Episode 2 of If Wishes Could Kill begins with the most normal kind of teenage evil: gossip in a hallway. Before Girigo gets its claws into anyone, Yoo Se-ah is already being turned into a rumor, a curse, a girl whose dead parents become cafeteria folklore. The show knows that horror does not need to arrive from nowhere when high school has already built a little theater for cruelty. By the time blood hits the classroom floor again, the supernatural app feels less like an intruder than a monster that studied the students and learned their worst habits.
Se-ah was haunted before Girigo found her
The episode’s opening flashback is deceptively sweet because it lets us meet the friend group before the curse has fully rearranged them. Se-ah arrives under a cloud of gossip: her parents died by suicide, her aunt adopted her, and the other students whisper that maybe she had something to do with it. It is ugly, but it is also casual. No one delivers it like a grand accusation. They toss it around with the bored confidence of kids who have never had to carry the story they are repeating.

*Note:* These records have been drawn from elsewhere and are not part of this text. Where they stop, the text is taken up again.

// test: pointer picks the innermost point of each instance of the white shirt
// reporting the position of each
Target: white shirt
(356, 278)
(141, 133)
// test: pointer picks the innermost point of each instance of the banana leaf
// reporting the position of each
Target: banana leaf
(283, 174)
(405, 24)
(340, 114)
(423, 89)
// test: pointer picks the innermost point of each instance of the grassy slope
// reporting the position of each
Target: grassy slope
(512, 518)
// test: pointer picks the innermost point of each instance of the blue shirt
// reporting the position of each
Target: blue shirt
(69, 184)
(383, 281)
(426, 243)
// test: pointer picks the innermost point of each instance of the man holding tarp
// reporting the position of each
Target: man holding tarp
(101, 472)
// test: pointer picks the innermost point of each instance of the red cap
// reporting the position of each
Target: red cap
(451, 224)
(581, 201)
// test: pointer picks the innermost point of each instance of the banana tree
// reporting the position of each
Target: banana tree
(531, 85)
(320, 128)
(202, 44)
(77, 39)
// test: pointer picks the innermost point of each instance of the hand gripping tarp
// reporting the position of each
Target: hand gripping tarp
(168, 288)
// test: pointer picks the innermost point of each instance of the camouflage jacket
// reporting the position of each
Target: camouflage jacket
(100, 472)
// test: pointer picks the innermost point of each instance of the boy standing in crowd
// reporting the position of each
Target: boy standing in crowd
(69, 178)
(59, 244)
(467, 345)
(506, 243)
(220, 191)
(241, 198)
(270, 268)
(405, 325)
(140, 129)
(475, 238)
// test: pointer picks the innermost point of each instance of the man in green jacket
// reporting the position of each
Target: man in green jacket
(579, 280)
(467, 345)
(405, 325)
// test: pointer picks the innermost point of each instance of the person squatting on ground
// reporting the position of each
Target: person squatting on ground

That makes Kim Geon-woo matter immediately. He is loud, awkward, and embarrassingly earnest, calling Se-ah a future long-jump champion and volunteering himself as training partner before she has any real reason to trust him. Lim Na-ri swats at him, Kang Ha-joon gets introduced as the homework brain, and Choi Hyeong-wook makes his entrance through the goofiest possible bit: a skeleton sidekick presented like a loyal lieutenant. The scene is goofy enough to breathe, but not so goofy that it forgets what it is doing. It shows why losing Hyeong-wook hurts: he belonged to the strange little welcome committee that made Se-ah’s new life survivable.
The present-day aftermath refuses to glamorize that loss. The police settle on suicide fast, the teacher asks for the situation to be handled quickly for the other kids, and Se-ah is left in bloodstained clothes asking to go to her locker. There is no dramatic slow-motion grief bath here. There is bureaucracy, shock, and a girl trying to stand upright while everyone else files the event under a label that fits in a report.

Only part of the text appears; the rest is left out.